In the LinkedIn Multi-Domain MDM group we have an ongoing discussion about why you need a master data hub when you already got some workflow, UI and a database.
I have been involved in several master data quality improvement programs without having the opportunity of storing the results in a genuine MDM solution, for example as described in the post Lean MDM. And of course this may very well result in a success story.
However there are some architectural reasons why many more organizations than those who are using a MDM hub today may find benefits in sooner or later having a Master Data hub.
Hierarchical Completeness
If we start with product master data the main issue with storing product master data is the diversity in the requirements for which attributes is needed and when they are needed dependent on the categorization of the products involved.
Typical you will have hundreds or thousands of different attributes where some are crucial for one kind of product and absolutely ridiculous for another kind of product.
Modeling a single product table with thousands of attributes is not a good database practice and pre-modeling tables for each thought categorization is very inflexible.
Setting up mandatory fields on database level for product master data tables is asking for data quality issues as you can’t miss either over-killing or under-killing.
Also product master data entities are seldom created in one single insertion, but is inserted and updated by several different employees each responsible for a set of attributes until it is ready to be approved as a whole.
A master data hub, not at least those born in the product domain, is built for those realities.
The party domain has hierarchical issues too.

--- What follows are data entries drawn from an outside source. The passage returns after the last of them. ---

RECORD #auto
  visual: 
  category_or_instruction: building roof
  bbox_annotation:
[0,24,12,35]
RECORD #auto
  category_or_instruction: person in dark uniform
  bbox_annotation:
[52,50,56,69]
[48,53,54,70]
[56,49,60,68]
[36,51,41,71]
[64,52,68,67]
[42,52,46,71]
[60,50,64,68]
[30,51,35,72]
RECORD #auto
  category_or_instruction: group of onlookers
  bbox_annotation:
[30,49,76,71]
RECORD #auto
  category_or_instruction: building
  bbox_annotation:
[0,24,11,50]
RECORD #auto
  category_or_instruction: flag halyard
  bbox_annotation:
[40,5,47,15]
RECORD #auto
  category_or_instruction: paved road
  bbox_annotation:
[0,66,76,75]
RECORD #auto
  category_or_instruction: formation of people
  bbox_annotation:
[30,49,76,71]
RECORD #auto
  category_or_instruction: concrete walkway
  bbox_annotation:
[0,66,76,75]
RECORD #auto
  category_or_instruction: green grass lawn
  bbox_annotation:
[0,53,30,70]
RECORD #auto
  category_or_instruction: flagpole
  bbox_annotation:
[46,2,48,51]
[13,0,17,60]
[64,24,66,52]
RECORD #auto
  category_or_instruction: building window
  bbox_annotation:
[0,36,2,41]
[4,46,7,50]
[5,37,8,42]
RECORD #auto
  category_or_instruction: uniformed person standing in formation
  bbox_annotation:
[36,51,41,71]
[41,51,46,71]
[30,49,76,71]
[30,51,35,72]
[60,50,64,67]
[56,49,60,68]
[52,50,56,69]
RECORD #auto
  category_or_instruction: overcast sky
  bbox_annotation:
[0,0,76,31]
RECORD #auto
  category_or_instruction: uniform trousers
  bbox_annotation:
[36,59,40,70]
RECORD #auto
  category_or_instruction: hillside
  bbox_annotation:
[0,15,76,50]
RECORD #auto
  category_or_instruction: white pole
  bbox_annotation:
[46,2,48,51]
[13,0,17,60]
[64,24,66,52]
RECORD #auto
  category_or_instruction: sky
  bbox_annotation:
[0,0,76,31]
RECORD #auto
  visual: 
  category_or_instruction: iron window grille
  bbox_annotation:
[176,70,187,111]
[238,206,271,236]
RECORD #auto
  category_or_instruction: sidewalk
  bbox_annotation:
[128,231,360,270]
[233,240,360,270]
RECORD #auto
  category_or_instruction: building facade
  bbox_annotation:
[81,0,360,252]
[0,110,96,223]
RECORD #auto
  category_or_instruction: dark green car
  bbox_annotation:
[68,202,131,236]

One example will be if a state/province is mandatory on an address, which is dependent on the country in question.
Single Business Partner View
I like the term “single business partner view” as a higher vision for the more common “single customer view”, as we have the same architectural requirements for supplier master data, employee master data and other master data concerning business partners as we have for the of course extremely important customer master data.
The uniqueness dimension of data quality has a really hard time in common database managers. Having duplicate customer, supplier and employee master data records is the most frequent data quality issue around.
In this sense, a duplicate party is not a record with accurately the same fields filled and with accurate the same values spelled accurately the same as a database will see it. A duplicate is one record reflecting the same real world entity as another record and a duplicate group is more records reflecting the same real world entity.
Even though some database managers have fuzzy capabilities they are still very inadequate in finding these duplicates based on including several attributes at one time and not at least finding duplicate groups.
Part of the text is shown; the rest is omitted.